Photographer: Chanal Irvine
The answer to the question “where is home?” is always a hard one for me. Growing up, home was never one place – my parents travelled regularly for work, and I with them. I was born in Delhi, raised in Germany and grew up in Singapore before moving to Australia for university. The environment I was brought up in was constantly changing; for me, travel became home.
Third culture kid (TCK) is a term used to describe children raised in a culture different from the one their parents grew up in. As a TCK so much of who I am today has been shaped by the places I have travelled to and lived in. Intersecting cultures, languages, different environments and people defined my formative years and have contributed to my identity. The constant ‘in-transit’ lifestyle instilled in me a need to travel, to move and experience new places that I don’t think will ever leave me. I think this is because my fondest memories of ‘home’ are all linked to different parts of the world.
Most vacations I take with my family are in India, visiting friends, relatives and travelling through the country. India has been the place of my many firsts: the first time I went horse riding, swam in the ocean or attended a wedding and, yes, even the first time I got food poisoning at 6000 ft. It’s a country full of potential, thriving with life and culture. Travelling through India and visiting the places my parents grew up in helped me develop a greater connection with my motherland.
Singapore is probably the country I have lived in the longest. It was where I first fell in love, where I started school, and where I got my first real job in a digital marketing firm. Growing up in Singapore I had a very sheltered and privileged childhood, but one that I am forever grateful for.
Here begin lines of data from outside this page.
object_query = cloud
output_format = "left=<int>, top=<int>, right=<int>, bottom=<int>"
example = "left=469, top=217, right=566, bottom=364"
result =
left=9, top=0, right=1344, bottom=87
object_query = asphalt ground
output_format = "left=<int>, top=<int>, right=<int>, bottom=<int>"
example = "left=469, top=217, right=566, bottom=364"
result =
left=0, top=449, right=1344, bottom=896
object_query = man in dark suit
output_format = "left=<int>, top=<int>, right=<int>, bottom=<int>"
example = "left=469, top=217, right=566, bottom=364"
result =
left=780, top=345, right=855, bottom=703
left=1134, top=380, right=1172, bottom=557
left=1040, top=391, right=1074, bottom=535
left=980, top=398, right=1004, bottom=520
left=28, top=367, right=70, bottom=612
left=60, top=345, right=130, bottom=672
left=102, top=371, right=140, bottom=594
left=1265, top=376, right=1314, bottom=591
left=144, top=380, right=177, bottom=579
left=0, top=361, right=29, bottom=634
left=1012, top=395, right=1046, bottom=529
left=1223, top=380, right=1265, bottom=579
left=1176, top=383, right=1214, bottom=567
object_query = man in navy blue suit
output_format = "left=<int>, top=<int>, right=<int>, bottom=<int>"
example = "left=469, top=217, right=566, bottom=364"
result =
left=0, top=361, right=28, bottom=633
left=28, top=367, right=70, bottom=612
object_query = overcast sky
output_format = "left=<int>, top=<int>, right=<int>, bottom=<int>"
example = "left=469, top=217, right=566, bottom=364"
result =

It taught me the value of hard work, of never giving up and that math would never be my strong subject.
But I don’t think it was until I came to Australia and stepped outside of my privileged bubble into an unfamiliar environment that I realised how influential these places I come from have been on me. I’ve seen anew how these experiences have shaped my identity and perception of the world. Sometimes you need a move to another continent and gain a fresh perspective to value what you have, and embrace your roots.
Through the constant moves and fresh starts, I have come to terms with the fact that home isn’t a postcode, but rather, a feeling which you carry with you wherever you go. Home can’t be pointed out on a map – it’s your family, and it’s the friends you make along the way. Where you live might constantly change but home is what you bring to the places you live in.
Travel helped define my concept of home. Moving from one place to another, my home became the journey, and I took comfort in its uncertainty, unpredictability and endless possibilities. Sebastian Modak’s article in Condé Nast Traveler beautifully articulated what it means to be a TCK. His experiences with travel brought me peace of mind and helped me reconcile with my own ideas of home and belonging.
He wrote: “In all those cases, including my own, travel serves as an affirmation of sorts. It’s an acknowledgement that a TCK’s roots, flimsy and widespread as they may be, cover large distances and bridge divergent cultures … When home can’t be singled out on a map, I travel because the experience, no matter where I’m headed—the unfamiliar food, the sound of music never heard, and yes, even the jet-lag—feels like a memory of things past.”
I used to think that we travelled in search of home, but to me, travel is both home and the ultimate destination.